The big summer transfer saga involves Arsenals captain Cesc Fabregas and former club Barcelona. Cesc has made no secret of his desire to rejoin his boyhood club at some stage in his career and Mr Wenger understands this, but the antics of Barcelona and their players trying to lure Cesc has boarded on ridicule! First of all Puyol (and Liverpools own Pepe Reina) forced the Barcelona shirt onto young Cesc whilst celebrating Spain’s famous World Cup win, vacating Barca president Joan Laporta has also made various comments to the media about Barcelona’s desire to sign Fabbers.
The whole episode stinks, even the Barca players have come out publically and demanded that Fabregas should and will join Barcelona. Im sure that the Catalan giants are a bit miffed at how Arsenal signed Fabregas from them as a kid but this pursuit of a player is just not right. The lack of respect and class shown by Barcelona is ignored by most fans as people associate Barcelona with beautiful free flowing football and not these dirty under hand tactics.
All during this tug-of-war Arsenal and Arsene Wenger have remained with a sense of calm and dignity, a complete contrast to Barcelona’s attempted daylight robbery of Fabregas. It’s the most obvious case of tapping up I have ever seen yet the devious and underhand way which it was conducted means it will go unpunished by FIFA. As the players of a club are not official representatives, therefore any punishment handed out would have to be on an individual basis and not at Barcelona as a club. Even Laporta’s comments will go unpunished as he will no longer be president at the Nou Camp, making way for Sandro Rosell.

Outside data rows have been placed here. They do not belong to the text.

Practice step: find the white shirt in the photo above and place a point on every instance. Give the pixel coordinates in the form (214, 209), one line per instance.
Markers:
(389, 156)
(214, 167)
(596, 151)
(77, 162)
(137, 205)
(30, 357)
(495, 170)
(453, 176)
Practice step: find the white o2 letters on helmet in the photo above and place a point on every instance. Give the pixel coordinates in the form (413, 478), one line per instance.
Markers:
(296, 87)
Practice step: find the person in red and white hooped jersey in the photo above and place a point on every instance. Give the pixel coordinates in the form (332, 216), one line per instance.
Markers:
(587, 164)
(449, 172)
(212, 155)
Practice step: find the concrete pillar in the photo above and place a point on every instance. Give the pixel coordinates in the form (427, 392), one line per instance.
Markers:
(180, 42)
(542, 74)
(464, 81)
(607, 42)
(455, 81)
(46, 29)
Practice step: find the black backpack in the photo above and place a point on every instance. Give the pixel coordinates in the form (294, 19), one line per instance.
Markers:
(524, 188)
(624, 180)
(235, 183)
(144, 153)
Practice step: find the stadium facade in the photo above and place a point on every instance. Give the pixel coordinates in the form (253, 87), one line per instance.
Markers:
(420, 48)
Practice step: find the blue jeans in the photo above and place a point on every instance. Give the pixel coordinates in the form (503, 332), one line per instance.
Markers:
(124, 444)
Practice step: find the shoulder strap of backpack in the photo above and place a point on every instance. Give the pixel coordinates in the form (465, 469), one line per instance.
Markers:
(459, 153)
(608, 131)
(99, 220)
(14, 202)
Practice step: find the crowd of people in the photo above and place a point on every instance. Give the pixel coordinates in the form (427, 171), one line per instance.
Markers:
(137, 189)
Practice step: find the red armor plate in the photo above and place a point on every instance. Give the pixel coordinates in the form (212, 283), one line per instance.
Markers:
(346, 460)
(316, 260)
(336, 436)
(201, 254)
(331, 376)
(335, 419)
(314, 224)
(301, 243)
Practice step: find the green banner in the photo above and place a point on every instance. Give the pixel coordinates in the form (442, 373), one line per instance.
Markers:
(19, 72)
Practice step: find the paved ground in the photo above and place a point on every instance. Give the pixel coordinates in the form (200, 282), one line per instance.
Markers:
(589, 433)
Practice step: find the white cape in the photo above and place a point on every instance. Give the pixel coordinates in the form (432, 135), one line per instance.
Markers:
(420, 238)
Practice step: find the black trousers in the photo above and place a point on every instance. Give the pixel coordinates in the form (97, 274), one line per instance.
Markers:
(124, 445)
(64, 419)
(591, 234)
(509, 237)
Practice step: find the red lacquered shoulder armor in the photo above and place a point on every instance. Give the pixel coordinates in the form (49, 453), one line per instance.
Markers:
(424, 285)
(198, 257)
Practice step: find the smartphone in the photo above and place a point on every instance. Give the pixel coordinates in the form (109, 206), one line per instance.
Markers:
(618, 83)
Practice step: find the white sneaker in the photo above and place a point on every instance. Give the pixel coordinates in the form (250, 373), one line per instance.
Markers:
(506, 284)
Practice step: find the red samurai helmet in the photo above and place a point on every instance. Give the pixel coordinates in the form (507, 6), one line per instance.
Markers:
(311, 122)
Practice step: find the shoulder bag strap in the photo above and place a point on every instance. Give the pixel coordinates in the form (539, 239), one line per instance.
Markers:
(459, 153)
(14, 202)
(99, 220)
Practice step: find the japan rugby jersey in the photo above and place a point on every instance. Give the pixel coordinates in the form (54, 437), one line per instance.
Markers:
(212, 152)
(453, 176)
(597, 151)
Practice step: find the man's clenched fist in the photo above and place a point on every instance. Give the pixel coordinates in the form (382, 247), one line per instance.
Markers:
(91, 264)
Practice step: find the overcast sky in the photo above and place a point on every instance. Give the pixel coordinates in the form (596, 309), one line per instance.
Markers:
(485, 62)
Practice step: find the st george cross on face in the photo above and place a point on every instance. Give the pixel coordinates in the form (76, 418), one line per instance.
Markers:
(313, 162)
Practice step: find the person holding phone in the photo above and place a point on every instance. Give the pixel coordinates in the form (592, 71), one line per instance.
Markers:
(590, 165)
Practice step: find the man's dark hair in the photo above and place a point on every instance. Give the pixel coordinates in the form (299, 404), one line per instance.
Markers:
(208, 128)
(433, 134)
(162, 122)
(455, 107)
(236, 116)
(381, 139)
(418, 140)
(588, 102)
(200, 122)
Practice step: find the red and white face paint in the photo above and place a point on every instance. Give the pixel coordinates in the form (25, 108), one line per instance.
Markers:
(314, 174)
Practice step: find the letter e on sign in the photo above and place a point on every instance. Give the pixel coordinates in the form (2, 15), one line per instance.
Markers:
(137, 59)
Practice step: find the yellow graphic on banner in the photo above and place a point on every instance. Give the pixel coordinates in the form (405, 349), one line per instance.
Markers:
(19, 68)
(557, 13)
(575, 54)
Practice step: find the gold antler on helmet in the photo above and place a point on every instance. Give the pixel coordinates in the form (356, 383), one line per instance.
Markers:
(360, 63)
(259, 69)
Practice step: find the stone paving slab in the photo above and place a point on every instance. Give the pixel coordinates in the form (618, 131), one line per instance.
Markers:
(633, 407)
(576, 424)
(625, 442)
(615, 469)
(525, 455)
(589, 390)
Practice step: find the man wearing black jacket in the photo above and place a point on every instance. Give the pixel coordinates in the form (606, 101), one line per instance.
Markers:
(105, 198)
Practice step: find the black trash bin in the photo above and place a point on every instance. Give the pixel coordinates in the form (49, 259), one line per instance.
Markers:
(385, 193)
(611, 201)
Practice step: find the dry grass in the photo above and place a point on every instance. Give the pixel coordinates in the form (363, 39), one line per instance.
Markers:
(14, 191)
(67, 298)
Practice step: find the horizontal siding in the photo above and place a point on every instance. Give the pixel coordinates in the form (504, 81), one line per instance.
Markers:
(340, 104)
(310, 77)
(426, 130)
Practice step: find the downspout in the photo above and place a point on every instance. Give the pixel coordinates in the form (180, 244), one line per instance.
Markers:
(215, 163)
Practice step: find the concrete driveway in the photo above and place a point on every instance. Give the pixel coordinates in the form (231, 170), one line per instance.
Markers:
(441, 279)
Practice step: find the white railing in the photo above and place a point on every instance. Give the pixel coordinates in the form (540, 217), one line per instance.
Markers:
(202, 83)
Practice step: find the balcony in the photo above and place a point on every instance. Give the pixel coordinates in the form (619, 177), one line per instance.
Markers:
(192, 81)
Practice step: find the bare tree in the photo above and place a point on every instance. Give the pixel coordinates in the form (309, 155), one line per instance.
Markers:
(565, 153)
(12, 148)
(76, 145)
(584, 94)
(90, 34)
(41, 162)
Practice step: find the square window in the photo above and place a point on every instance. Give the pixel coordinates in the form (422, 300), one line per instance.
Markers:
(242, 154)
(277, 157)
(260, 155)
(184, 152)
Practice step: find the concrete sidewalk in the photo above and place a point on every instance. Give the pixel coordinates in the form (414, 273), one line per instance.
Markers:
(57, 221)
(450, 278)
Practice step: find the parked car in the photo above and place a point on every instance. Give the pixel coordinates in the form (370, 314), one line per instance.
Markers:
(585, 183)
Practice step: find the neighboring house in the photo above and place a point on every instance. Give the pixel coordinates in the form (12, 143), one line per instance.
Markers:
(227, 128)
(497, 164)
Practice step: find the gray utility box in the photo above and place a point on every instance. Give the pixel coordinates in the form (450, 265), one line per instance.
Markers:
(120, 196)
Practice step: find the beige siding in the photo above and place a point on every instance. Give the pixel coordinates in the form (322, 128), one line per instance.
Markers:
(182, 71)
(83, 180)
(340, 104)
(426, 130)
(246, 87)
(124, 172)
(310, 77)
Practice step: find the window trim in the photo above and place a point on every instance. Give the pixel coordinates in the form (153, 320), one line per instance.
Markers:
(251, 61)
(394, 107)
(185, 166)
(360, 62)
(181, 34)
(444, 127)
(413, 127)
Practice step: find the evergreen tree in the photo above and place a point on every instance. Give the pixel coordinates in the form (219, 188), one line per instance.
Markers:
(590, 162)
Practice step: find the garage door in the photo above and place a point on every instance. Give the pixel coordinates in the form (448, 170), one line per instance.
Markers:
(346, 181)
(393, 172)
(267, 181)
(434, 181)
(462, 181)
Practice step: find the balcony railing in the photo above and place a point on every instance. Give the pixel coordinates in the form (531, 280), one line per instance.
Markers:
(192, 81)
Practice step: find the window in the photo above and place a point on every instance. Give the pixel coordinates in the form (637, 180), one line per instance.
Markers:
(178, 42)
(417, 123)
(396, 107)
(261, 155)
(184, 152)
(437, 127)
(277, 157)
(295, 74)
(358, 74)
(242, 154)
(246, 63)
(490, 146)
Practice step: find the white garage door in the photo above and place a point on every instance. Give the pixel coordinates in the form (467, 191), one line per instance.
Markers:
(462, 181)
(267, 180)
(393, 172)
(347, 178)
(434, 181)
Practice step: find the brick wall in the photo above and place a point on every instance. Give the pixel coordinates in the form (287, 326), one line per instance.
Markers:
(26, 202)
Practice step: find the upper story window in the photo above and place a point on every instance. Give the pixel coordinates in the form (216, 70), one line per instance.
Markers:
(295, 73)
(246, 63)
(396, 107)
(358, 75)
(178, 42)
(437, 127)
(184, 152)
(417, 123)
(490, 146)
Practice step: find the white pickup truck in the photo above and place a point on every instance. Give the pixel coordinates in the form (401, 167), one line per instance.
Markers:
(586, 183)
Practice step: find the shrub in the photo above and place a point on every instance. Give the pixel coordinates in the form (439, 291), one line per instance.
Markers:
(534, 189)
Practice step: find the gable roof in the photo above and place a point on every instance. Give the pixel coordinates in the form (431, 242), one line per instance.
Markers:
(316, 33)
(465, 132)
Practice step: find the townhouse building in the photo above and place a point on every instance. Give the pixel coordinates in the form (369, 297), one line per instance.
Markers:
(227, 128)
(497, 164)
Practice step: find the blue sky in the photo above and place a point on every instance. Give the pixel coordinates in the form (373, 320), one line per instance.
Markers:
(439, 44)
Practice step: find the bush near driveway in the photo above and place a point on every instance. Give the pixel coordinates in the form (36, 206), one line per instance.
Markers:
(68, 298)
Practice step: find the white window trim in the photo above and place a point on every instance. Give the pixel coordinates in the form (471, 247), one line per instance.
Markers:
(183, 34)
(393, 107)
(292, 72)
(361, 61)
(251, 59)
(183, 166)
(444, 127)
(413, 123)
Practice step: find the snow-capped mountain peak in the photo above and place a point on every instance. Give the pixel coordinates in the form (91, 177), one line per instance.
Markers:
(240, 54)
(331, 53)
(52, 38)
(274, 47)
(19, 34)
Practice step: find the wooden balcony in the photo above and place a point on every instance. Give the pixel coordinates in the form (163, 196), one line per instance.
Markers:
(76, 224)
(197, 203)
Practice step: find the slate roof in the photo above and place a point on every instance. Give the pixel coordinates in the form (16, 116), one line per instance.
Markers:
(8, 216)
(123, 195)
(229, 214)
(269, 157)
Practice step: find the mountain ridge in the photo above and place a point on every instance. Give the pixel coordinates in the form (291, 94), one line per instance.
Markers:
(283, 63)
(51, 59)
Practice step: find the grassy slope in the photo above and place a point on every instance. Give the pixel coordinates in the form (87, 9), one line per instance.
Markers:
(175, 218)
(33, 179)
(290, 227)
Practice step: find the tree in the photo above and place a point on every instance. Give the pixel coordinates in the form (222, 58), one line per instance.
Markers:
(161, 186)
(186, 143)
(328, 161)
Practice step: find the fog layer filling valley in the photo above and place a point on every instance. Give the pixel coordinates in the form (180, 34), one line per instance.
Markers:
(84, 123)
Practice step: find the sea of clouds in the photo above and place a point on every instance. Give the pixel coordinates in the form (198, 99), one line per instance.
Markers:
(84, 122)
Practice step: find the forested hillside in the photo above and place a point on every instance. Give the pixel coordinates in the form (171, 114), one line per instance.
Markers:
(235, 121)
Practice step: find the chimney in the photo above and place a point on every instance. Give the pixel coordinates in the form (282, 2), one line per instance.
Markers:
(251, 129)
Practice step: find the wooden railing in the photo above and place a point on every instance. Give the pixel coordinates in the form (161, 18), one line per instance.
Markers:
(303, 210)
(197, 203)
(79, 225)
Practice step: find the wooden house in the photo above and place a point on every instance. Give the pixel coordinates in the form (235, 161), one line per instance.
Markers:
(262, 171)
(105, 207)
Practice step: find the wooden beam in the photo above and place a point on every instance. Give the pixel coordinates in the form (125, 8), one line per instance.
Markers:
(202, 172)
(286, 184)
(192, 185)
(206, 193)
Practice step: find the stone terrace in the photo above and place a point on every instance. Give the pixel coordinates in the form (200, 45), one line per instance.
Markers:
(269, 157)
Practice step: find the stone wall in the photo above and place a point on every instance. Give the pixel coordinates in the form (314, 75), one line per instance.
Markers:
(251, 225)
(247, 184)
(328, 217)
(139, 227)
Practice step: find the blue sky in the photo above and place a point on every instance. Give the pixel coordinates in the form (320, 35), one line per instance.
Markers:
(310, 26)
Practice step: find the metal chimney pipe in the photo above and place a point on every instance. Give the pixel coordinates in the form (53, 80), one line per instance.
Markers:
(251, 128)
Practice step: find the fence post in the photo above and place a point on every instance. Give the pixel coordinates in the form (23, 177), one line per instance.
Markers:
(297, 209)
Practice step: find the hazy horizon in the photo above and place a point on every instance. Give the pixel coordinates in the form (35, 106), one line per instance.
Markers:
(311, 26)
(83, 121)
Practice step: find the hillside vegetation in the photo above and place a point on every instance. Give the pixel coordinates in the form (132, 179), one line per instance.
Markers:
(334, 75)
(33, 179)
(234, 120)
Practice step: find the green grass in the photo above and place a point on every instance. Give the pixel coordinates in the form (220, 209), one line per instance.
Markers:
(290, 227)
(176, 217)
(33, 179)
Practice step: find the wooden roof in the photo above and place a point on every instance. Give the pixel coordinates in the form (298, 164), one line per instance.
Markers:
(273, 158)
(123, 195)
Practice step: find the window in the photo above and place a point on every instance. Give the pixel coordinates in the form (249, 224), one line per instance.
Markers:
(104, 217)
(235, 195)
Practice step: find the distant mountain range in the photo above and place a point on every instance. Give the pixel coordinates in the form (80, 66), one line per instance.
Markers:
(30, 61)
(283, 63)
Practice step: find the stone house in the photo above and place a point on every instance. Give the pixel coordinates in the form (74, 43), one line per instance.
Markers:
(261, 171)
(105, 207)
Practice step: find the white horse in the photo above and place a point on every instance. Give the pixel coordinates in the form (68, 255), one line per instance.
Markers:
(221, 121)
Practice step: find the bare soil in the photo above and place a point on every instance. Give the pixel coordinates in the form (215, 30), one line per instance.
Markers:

We all know that tapping up exists in football, it has done for years but it is normally done in private between the player a third party. Yet the way the Spanish media, the club and their players have conducted themselves is a disgrace. The English Premier League may produce and import some unsavory characters but at least our clubs conduct themselves with respect and dignity unlike our Spanish counterparts.